Avant Charlie, l’attaque du musée juif de Bruxelles. Relativement épargné jusque-là, le royaume a été ébranlé par l'attaque commise en mai 2014 contre le musée juif de Belgique à Bruxelles, qui a fait quatre morts. L’auteur, Mehdi Nemmouche, est un Français revenu de Syrie où il avait combattu dans les rangs du groupe Etat islamique.
Deux morts dans un coup de filet juste après les attentats de Paris. En janvier, juste après les attentats de Paris, la police belge avait abattu deux djihadistes présumés en prenant d'assaut leur cache à Verviers, dans l’est du pays. La police avait ensuite procédé à des perquisitions et interpellations dans toute la Belgique, et notamment à Molenbeek-Saint-Jean, quartier populaire de Bruxelles où a également séjourné le suspect du Thalys. La cellule démantelée, dont le cerveau présumé est toujours en fuite, projetait de façon "imminente" des attentats contre des commissariats et des policiers dans la rue, selon le parquet.
L’arsenal belge des Kouachi et Coulibaly. La Belgique est aussi une plaque tournante pour le trafic d'armes, a reconnu son ministre de la Justice Koen Geens cette semaine. "Il est évident que beaucoup trop de ces kalachnikovs illégales arrivent chez nous en provenance d'Europe de l'Est et nous devons nous y attaquer de nouveau", a-t-il déclaré.
Selon les médias belges, une partie de l'arsenal utilisé par les frères Kouachi dans l'attaque contre Charlie Hebdo à Paris en janvier, et par Amedy Coulibaly contre un magasin casher, a été achetée à Bruxelles. Le procureur fédéral belge Frédéric Van Leeuw donne une idée de l'ampleur du problème: il a "ouvert cette année davantage de dossiers liés au terrorisme que pour l'année 2014 dans son intégralité, et il s'agissait d'une année record avec 195 dossiers".
Un groupe salafiste influent jusqu’en France. En février, à l'issue d'un procès contre 46 membres du groupe salafiste Sharia4Belgium, le tribunal d'Anvers, dans le nord du pays, avait condamné le meneur, Fouad Belkacem, à 12 ans de prison pour avoir envoyé des dizaines volontaires en Syrie. Lors de prêches en pleine rue et sur Internet, il avait également menacé d'attaquer des lieux symboliques, comme le palais royal, et réclamé l'instauration d'un "Etat islamique" en Belgique.

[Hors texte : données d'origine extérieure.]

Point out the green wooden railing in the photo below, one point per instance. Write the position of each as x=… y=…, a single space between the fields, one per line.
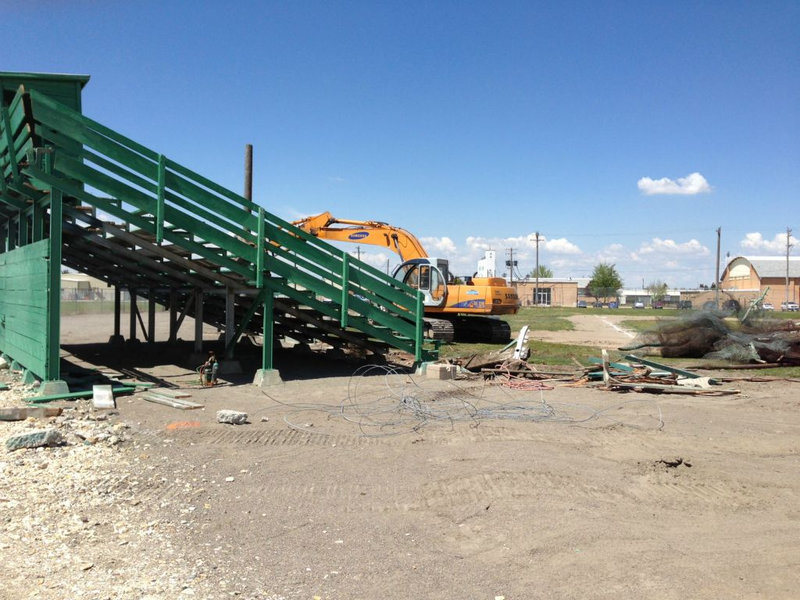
x=50 y=146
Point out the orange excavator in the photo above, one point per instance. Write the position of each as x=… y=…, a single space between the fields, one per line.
x=453 y=311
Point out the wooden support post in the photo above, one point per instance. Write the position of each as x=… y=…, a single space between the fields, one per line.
x=151 y=318
x=345 y=290
x=162 y=178
x=268 y=332
x=38 y=222
x=54 y=301
x=230 y=321
x=117 y=311
x=133 y=311
x=420 y=332
x=173 y=316
x=260 y=249
x=198 y=320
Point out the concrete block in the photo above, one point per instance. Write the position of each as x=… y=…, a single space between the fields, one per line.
x=229 y=367
x=53 y=388
x=232 y=417
x=439 y=371
x=103 y=397
x=35 y=439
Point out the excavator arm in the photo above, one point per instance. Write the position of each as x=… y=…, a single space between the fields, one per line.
x=375 y=233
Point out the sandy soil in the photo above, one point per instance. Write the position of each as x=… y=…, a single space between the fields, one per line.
x=386 y=485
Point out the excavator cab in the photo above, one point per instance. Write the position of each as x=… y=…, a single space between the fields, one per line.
x=430 y=279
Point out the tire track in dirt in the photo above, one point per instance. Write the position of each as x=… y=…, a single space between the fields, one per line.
x=269 y=437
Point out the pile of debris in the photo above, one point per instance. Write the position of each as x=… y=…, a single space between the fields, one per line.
x=643 y=375
x=711 y=335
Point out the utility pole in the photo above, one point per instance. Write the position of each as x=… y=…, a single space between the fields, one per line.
x=788 y=247
x=536 y=287
x=716 y=280
x=248 y=172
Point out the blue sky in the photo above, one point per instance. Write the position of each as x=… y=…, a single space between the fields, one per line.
x=624 y=132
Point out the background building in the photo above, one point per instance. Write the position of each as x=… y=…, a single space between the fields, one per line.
x=747 y=277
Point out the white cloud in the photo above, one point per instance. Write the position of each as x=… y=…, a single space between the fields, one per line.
x=657 y=246
x=436 y=246
x=690 y=185
x=777 y=245
x=561 y=246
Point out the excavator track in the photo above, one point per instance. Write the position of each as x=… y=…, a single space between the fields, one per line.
x=485 y=330
x=439 y=329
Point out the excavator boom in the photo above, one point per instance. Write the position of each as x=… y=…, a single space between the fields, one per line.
x=460 y=311
x=375 y=233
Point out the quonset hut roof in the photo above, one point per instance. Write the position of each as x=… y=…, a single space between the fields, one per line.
x=770 y=266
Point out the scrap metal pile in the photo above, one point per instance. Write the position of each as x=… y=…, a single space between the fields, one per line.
x=710 y=335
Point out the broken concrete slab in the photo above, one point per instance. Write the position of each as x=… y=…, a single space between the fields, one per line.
x=232 y=417
x=35 y=439
x=27 y=412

"Dans plusieurs dossiers de jeunes Français revenus de Syrie, on a découvert qu'ils se sont radicalisés en lisant des publications de Sharia4Belgium", qui a aidé certains d'entre eux à partir, explique Claude Moniquet. La plupart des djihadistes belges ont grandi dans les zones paupérisées et à forte population d'origine immigrée d'Anvers, Bruxelles, Verviers ou Vilvorde.
En pointe sur la problématique des retours. La Belgique a d'ailleurs été l'un des premiers pays européens à tirer la sonnette d'alarme, début 2013, sur la menace représentée par le retour au bercail des djihadistes européens. Le pays appelle depuis, avec la France, à renforcer la coopération policière entre les pays d'origine et de transit, comme la Turquie.